4. Representative 3D rendering of iron deposits detected by DAB‐enhanced Perls staining in P30 Ctrl and Poly I:C MIA male offspring brains. Brain volume is rendered gold transparent with a positive signal for the staining color coded by surface dimension. Scale bar = 100 μm.

5. Quantification of DAB‐enhanced histochemical iron stains in the brain of P30 Ctrl (0.00 ± 0.00) and Poly I:C (0.01 ± 0.00) male MIA offspring, expressed as Perls‐positive percentage of the volume. Mann–Whitney U‐test, *P < 0.05.

6. Poisson distribution R‐value of Perls/DAB‐positive staining of P30 male MIA offspring, respectively, in the coronal (Ctrl = 1.19 ± 0.04, Poly I:C = 0.94 ± 0.01; Mann–Whitney U‐test, **P < 0.01), axial (Ctrl = 1.16 ± 0.08, Poly I:C = 1.03 ± 0.03), and sagittal (Ctrl = 1.09 ± 0.09, Poly I:C = 1.01 ± 0.05) planes.

7. Representative images of iron deposits detected through Perls staining in P90 Ctrl and Poly I:C MIA male offspring brains. Scale bar = 500 μm and enlargement scale bar = 100 μm.

8. Quantification of Perls‐positive staining in the brain of P90 Ctrl (0.25 ± 0.05) and Poly I:C (0.59 ± 0.10) male MIA offspring, expressed as a percentage of the area. Mann–Whitney U‐test, **P < 0.01.

9. Representative image of marble‐burying test at 0 and 30 min. Fifteen‐glass marbles were evenly spaced on a 5 × 3 grid. Marbles buried by two‐thirds at least are indicated by a red circle or by a cross within a red circle when fully covered by the sawdust.

10. Quantification of buried marble (n°) by P90 Ctrl male (3.33 ± 1.67), Poly I:C male (5.72 ± 2.10), Ctrl female (3.83 ± 1.72), and Poly I:C female (3.00 ± 2.00) mice. Student's t‐test, **P < 0.01.

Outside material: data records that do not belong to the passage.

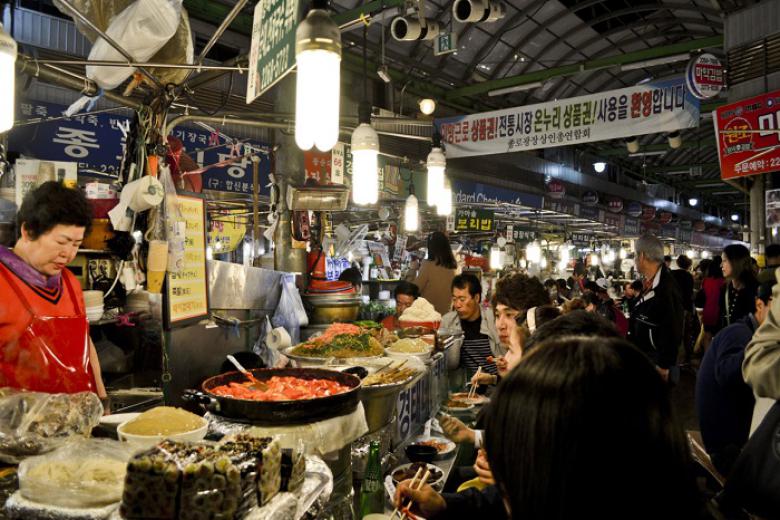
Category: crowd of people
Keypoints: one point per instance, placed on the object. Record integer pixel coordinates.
(580, 422)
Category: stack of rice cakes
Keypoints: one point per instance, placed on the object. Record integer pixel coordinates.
(198, 481)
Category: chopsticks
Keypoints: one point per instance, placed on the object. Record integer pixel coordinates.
(404, 510)
(473, 389)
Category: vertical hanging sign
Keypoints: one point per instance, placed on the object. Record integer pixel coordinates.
(272, 52)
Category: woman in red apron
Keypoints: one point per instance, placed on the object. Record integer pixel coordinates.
(44, 333)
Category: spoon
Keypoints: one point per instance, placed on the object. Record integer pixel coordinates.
(256, 384)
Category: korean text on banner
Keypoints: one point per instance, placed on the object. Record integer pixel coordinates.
(660, 106)
(748, 136)
(272, 51)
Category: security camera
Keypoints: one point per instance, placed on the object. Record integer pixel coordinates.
(407, 28)
(478, 10)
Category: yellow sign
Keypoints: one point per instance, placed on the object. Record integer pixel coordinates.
(188, 289)
(225, 235)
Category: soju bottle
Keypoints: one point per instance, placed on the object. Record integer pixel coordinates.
(372, 493)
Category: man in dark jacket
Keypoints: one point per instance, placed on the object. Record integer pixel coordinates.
(724, 401)
(656, 325)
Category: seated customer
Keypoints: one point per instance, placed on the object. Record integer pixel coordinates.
(581, 428)
(405, 294)
(724, 401)
(480, 339)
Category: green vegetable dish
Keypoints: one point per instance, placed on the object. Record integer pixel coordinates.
(341, 346)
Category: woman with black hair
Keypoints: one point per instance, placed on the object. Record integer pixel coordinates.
(436, 273)
(581, 428)
(44, 333)
(738, 294)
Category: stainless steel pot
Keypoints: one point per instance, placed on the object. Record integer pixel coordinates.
(331, 308)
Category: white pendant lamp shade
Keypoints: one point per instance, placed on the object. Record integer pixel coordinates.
(318, 81)
(411, 214)
(444, 204)
(365, 154)
(7, 83)
(436, 165)
(533, 252)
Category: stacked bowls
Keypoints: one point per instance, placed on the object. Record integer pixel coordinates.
(93, 302)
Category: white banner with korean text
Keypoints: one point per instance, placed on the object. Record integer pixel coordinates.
(654, 107)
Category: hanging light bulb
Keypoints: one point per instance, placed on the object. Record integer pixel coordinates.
(495, 258)
(437, 162)
(365, 158)
(7, 85)
(444, 205)
(318, 81)
(533, 252)
(411, 212)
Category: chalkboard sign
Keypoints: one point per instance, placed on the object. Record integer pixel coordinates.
(187, 291)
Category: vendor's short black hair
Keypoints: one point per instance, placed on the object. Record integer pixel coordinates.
(467, 280)
(407, 288)
(352, 275)
(51, 204)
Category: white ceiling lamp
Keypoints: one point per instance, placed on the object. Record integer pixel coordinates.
(411, 211)
(515, 88)
(7, 85)
(675, 139)
(427, 106)
(496, 262)
(533, 252)
(436, 163)
(666, 60)
(318, 80)
(444, 204)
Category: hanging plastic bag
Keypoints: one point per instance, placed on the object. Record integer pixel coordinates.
(142, 29)
(174, 224)
(32, 423)
(84, 473)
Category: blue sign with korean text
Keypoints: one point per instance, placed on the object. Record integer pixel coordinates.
(97, 142)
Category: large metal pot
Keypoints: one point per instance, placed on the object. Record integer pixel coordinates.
(279, 412)
(332, 308)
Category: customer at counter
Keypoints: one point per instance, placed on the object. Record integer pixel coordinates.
(480, 339)
(44, 333)
(405, 294)
(436, 273)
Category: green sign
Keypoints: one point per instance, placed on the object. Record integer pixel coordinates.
(445, 43)
(474, 219)
(272, 53)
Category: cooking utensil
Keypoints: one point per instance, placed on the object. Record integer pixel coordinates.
(278, 412)
(256, 385)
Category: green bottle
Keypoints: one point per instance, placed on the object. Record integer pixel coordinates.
(372, 493)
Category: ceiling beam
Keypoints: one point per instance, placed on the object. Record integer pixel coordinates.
(587, 65)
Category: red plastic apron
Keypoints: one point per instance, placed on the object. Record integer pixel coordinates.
(52, 353)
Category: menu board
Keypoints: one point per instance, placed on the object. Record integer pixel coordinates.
(187, 291)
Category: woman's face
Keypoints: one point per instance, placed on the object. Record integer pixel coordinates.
(52, 251)
(725, 266)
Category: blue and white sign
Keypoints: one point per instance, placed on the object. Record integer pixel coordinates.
(97, 142)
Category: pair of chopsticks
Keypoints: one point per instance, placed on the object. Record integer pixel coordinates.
(473, 389)
(403, 512)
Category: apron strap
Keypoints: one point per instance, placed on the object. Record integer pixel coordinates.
(16, 289)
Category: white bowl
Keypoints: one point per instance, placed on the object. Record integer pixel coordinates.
(147, 441)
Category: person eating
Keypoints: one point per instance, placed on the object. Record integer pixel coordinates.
(44, 333)
(405, 294)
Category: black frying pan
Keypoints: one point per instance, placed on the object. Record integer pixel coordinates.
(279, 412)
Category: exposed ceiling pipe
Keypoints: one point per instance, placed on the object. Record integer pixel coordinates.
(65, 78)
(86, 21)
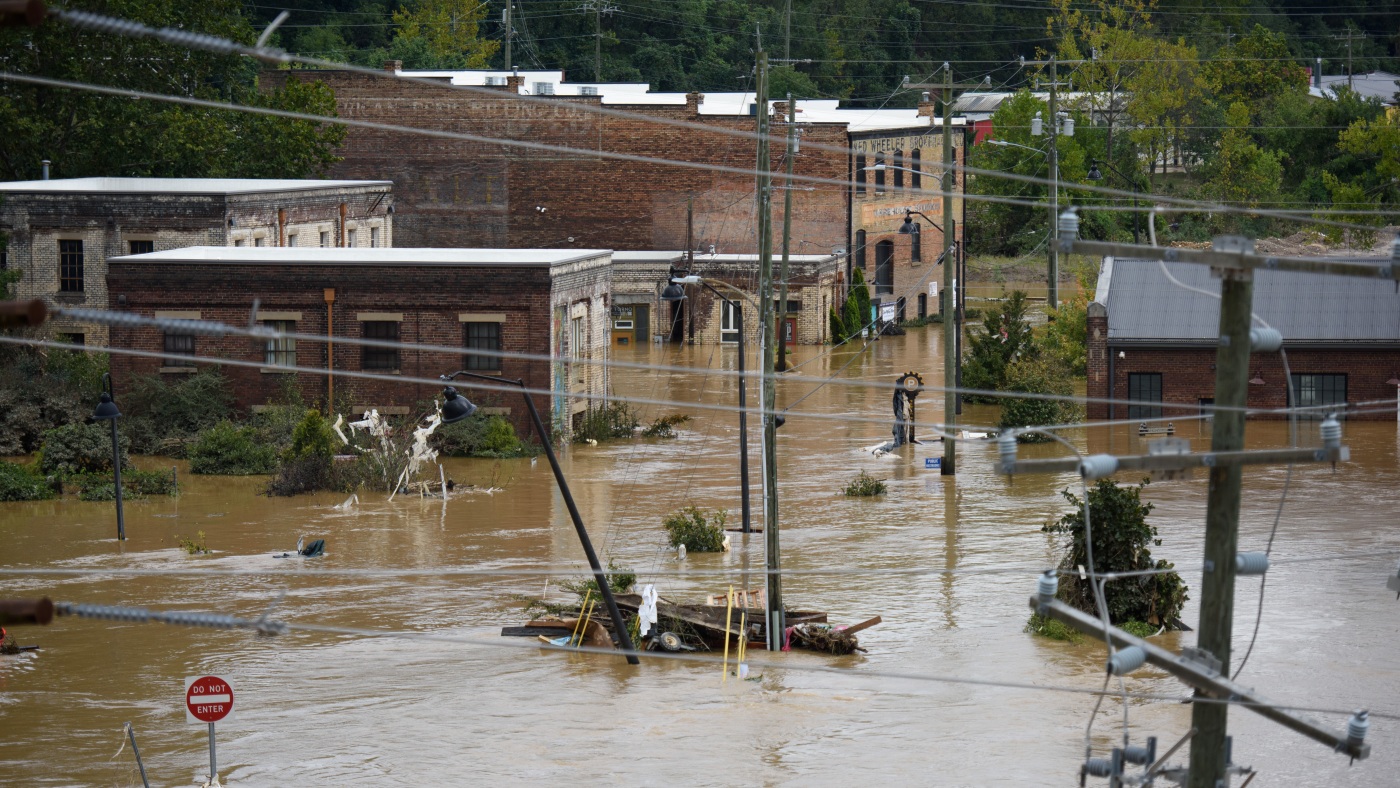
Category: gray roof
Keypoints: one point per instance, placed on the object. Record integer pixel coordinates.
(1144, 307)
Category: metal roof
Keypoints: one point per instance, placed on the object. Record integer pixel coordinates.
(356, 256)
(1305, 307)
(178, 185)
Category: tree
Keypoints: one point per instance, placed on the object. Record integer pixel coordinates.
(448, 31)
(86, 133)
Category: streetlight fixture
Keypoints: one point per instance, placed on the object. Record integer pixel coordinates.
(107, 412)
(457, 407)
(1095, 174)
(674, 291)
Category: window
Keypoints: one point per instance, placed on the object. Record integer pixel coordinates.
(482, 336)
(1145, 387)
(179, 343)
(384, 359)
(1313, 391)
(70, 266)
(282, 350)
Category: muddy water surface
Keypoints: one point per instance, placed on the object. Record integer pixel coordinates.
(353, 710)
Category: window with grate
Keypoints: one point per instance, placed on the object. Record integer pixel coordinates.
(380, 357)
(1145, 388)
(482, 336)
(282, 350)
(70, 266)
(179, 343)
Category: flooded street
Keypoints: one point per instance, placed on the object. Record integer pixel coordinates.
(354, 710)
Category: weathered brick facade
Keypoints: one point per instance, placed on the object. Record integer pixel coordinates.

11. Quantification of self‐grooming time (sec) by P90 Ctrl males (19.34 ± 13.00), Poly I:C males (43.38 ± 35.21), Ctrl females (19.86 ± 18.06), and Poly I:C females (16.93 ± 11.19) mice. Student's t‐test, *P < 0.05.

Data information: Ctrl males = white bars with blue border. Poly I:C males = blue bars with blue border. Ctrl females = white bars with purple border. Poly I:C females = purple bars with purple border. Numbers in bars indicate the number of animals (N) and slices (n). Bars represent mean ± SEM. Source data are available online for this figure.